You will know your own child best, but avoid when possible missing their naps altogether but it this does happen- in the absence of a usual nap, make sure that bedtime is adjusted earlier to compensate.
Don’t Force Day Sleep In an Unfamiliar Environment
If you have plans to enjoy some family get togethers and your child will need a nap while you are there- unless you child routinely sleeps in this house, I wouldn’t be inclined to try to get them to nap in a cot in a strange room for the sake of one or two days. Definitely provide for the nap- but maybe opt for buggy or car sleep instead and then tomorrow or the next day revisit naps in the cot at home as before.
Of course, you may report that your child is routinely adjustable and if this is the case then they would probably not have an issue- but a large percentage of children will find it hard to sleep in an unfamiliar room and cot. If you do plan to nap in another house, spend some non sleep time in the room acclimatising them and be sure to always provide a good 10-15 minute pre sleep ritual to help them make the transition from awake to asleep. Bring your portable black out blinds and own bedding/ sleeping bag.
If napping in a buggy- make sure the room is dark unless you are going for a walk- and then use a snooze shade or similar to make the space dark and suitable to invite sleep tendencies.
Have a Later Bedtime ...but not too many in a row!
I think family time is so important, I think sleep is too, but I feel that we can prioritise and at Christmas time, family should come first. If some late nights are called for then allow them to happen; be flexible and then ensure that you allow a level of compensation, but in the right areas-
So even if you have a later than normal bedtime- anchoring the day with a regular wake time of 7.30am despite going to bed later the night before can help regulate the body clock and avoid a common pitfall that can lead to sleep refusal.

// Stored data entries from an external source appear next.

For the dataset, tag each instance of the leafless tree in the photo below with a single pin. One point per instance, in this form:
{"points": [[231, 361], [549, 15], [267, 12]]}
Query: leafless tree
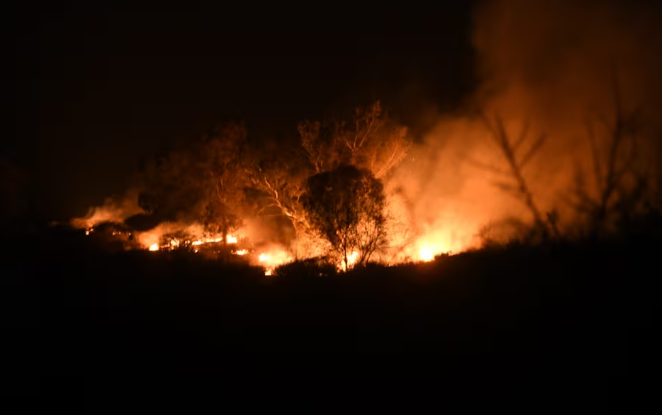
{"points": [[614, 152], [518, 154]]}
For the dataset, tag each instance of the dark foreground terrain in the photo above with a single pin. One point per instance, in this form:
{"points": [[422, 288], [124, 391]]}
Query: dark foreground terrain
{"points": [[84, 323]]}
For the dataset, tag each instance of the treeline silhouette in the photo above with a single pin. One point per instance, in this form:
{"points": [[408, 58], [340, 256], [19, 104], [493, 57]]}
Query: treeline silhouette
{"points": [[89, 315]]}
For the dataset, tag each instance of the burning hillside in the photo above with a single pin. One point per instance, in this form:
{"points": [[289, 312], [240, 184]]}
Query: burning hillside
{"points": [[548, 146]]}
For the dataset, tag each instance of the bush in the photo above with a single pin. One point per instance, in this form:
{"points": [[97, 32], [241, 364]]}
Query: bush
{"points": [[307, 268]]}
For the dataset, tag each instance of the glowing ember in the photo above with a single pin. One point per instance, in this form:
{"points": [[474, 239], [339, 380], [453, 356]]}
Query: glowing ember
{"points": [[426, 254], [352, 258], [273, 259]]}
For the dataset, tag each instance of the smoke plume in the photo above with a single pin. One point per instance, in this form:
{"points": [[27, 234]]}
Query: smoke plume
{"points": [[550, 66]]}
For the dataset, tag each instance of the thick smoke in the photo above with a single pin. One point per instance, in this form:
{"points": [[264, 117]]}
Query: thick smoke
{"points": [[554, 64], [113, 210]]}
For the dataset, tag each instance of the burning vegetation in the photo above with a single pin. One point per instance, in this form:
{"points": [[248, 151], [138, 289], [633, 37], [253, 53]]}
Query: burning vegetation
{"points": [[547, 148]]}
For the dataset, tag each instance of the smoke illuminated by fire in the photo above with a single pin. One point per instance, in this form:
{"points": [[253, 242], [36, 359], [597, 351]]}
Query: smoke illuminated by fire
{"points": [[546, 67]]}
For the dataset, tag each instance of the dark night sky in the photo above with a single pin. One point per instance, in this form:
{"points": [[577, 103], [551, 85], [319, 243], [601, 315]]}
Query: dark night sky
{"points": [[98, 88]]}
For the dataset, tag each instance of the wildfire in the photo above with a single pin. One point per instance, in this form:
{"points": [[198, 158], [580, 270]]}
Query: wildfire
{"points": [[271, 260]]}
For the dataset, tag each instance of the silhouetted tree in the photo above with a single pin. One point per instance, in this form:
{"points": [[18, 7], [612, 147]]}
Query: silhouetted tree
{"points": [[346, 206], [517, 154], [370, 140], [619, 185], [204, 182]]}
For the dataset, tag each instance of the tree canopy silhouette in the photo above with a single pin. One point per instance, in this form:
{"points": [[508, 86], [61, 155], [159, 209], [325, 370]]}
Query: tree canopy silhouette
{"points": [[346, 206]]}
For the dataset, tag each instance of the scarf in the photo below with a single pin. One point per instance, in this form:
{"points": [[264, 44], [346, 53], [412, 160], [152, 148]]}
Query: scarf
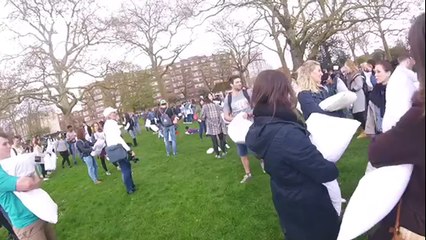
{"points": [[378, 97]]}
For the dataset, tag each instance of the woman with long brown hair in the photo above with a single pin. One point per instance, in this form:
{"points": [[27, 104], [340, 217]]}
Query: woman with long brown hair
{"points": [[405, 144], [297, 169], [210, 113], [85, 149]]}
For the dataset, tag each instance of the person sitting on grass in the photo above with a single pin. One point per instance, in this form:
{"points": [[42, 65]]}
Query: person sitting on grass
{"points": [[26, 225], [190, 131]]}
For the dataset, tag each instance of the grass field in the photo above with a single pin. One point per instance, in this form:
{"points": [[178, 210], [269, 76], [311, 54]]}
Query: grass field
{"points": [[190, 196]]}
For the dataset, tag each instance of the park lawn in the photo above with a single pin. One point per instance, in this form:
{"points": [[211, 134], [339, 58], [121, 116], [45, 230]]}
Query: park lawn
{"points": [[190, 196]]}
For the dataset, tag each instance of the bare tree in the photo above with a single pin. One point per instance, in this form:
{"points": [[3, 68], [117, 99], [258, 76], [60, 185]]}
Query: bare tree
{"points": [[57, 38], [306, 24], [217, 71], [151, 28], [239, 39], [384, 16], [357, 37], [275, 32]]}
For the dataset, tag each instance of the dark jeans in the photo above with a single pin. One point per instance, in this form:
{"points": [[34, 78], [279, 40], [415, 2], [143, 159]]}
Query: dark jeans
{"points": [[202, 128], [103, 163], [6, 224], [216, 144], [65, 158], [360, 117], [126, 172], [43, 170]]}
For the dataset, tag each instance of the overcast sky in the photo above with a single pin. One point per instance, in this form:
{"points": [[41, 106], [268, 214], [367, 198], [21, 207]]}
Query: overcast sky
{"points": [[205, 43]]}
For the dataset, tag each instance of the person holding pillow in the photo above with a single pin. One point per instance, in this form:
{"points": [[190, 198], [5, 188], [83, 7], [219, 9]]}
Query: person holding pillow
{"points": [[377, 99], [297, 169]]}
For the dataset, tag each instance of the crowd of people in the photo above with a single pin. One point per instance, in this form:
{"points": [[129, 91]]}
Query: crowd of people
{"points": [[390, 105]]}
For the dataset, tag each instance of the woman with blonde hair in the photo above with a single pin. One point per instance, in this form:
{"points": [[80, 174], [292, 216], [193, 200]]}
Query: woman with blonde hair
{"points": [[311, 91], [356, 84]]}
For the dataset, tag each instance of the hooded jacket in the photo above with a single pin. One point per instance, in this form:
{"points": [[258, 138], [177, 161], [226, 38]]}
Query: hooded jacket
{"points": [[297, 170]]}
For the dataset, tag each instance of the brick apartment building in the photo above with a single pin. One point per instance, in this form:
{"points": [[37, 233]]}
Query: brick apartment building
{"points": [[184, 80]]}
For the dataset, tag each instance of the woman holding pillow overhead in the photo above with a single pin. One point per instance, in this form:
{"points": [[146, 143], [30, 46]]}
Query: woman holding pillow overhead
{"points": [[312, 91], [297, 169]]}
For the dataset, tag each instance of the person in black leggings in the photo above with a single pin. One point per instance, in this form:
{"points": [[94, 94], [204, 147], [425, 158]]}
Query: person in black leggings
{"points": [[99, 134], [4, 222]]}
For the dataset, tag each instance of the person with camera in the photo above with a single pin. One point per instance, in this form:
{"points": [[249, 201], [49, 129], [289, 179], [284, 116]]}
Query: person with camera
{"points": [[168, 120], [85, 148], [26, 225], [117, 149]]}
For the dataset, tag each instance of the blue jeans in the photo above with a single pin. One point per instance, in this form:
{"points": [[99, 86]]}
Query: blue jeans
{"points": [[170, 131], [242, 150], [92, 167], [132, 133], [126, 173], [203, 129], [73, 150]]}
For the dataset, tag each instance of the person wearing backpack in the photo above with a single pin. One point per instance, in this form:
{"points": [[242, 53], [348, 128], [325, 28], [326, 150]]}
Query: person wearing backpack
{"points": [[358, 85], [236, 102], [168, 120]]}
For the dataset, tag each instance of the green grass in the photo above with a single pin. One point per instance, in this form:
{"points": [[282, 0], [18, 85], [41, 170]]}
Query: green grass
{"points": [[190, 196]]}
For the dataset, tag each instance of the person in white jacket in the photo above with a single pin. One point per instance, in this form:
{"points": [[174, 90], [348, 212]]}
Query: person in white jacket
{"points": [[400, 89], [113, 137]]}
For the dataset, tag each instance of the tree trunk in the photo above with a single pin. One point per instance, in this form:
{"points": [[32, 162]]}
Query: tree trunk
{"points": [[297, 57], [385, 44]]}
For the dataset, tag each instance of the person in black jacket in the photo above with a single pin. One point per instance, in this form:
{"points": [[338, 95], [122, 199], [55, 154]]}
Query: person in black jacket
{"points": [[85, 148], [130, 127], [297, 169]]}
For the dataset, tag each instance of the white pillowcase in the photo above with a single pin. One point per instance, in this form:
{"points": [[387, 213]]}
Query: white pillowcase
{"points": [[37, 201], [376, 195], [331, 135], [338, 101], [238, 128]]}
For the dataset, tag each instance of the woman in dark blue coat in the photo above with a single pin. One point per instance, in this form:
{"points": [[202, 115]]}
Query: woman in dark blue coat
{"points": [[297, 169]]}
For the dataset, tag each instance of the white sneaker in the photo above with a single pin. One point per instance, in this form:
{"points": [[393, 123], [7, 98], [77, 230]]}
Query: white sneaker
{"points": [[262, 164], [246, 178]]}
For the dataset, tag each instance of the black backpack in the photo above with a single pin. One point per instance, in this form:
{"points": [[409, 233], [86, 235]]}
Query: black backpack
{"points": [[166, 121], [245, 93]]}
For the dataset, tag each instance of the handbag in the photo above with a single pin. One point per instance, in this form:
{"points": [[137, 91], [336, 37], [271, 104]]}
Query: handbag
{"points": [[116, 153], [401, 233]]}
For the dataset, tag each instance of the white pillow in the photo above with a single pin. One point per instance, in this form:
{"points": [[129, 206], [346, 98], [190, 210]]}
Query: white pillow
{"points": [[37, 201], [238, 128], [223, 118], [376, 195], [97, 147], [338, 101], [335, 194], [331, 135], [154, 128], [50, 161]]}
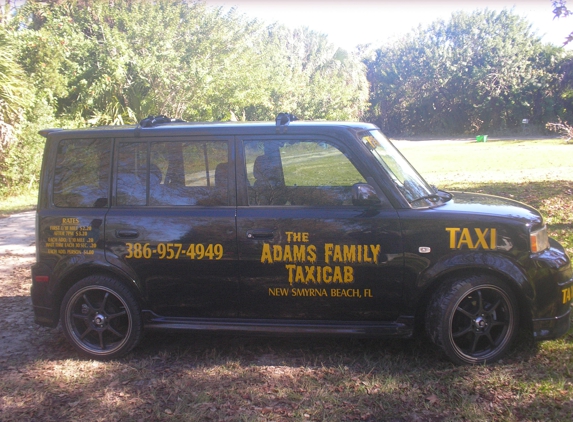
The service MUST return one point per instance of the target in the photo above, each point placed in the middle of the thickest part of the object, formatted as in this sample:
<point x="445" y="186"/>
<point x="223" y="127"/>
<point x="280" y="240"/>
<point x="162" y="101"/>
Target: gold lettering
<point x="266" y="254"/>
<point x="290" y="268"/>
<point x="465" y="238"/>
<point x="277" y="253"/>
<point x="299" y="277"/>
<point x="375" y="252"/>
<point x="310" y="273"/>
<point x="328" y="252"/>
<point x="348" y="274"/>
<point x="481" y="238"/>
<point x="349" y="253"/>
<point x="311" y="254"/>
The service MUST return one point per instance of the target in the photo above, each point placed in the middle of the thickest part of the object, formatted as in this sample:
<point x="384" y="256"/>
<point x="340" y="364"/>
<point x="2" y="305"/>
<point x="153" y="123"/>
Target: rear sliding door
<point x="172" y="224"/>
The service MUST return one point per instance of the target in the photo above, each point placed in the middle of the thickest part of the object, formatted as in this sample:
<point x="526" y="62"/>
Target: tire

You can certainly allow for a longer nap as the day unfolds and for children who no longer nap- re-inserting a nap can be a good way to balance the sleep need- without going into freefall.
Be Mindful of Increased Sugar Intake
Again, it’s so normal that there are more goodies available, but be mindful of the impact of increased sugar intake, layered with high levels of excitement- everything in moderation being careful that you do not allow unlimited access to the desert tray, biscuits and sweets to avoid issues.
Screen Time versus Green Time
Many children will enjoy watching Christmas movies, playing computers games and electronic media gadgets and of course it’s going to happen, especially with older siblings or family members. However, ensure that you are limiting screens at least 1 hour before the anticipated bedtime and also balancing sedentary activity with outside activity and fresh air.
We continually need to walk a tight rope- even if the weather is not amazing, bundle up and create plenty of opportunity for 1- hour -or-more-a day outside activity and fresh air-with plenty of natural light exposure to help to regulate the sleeping patterns.
Help them to Switch off
It’s a sensory overload – the lights, the music, the decorations; coupled with the anticipation that Christmas brings- visitors, higher levels of stimulation- party games and so on, can mean that it is hard for your child to relax and wind down in preparation for sleep- ensure that you are providing an opportunity to prepare for sleep- away from the busyness of the fun and excitement.
Have a bedtime routine – at least 20 minutes or more – with just one parent- in the bedroom that they sleep in. Give loads of time to them to help bring them down from their natural high and new experiences, smells, tastes and people.
Try your best to ensure that the bedtime routine has an ending so that their small body can start to welcome sleep. Encourage them with the thoughts of what we might look forward to tomorrow and take it from there.
Above all, have a most wonderful Christmas time with your loved ones and I look forward to encouraging a rested New Year.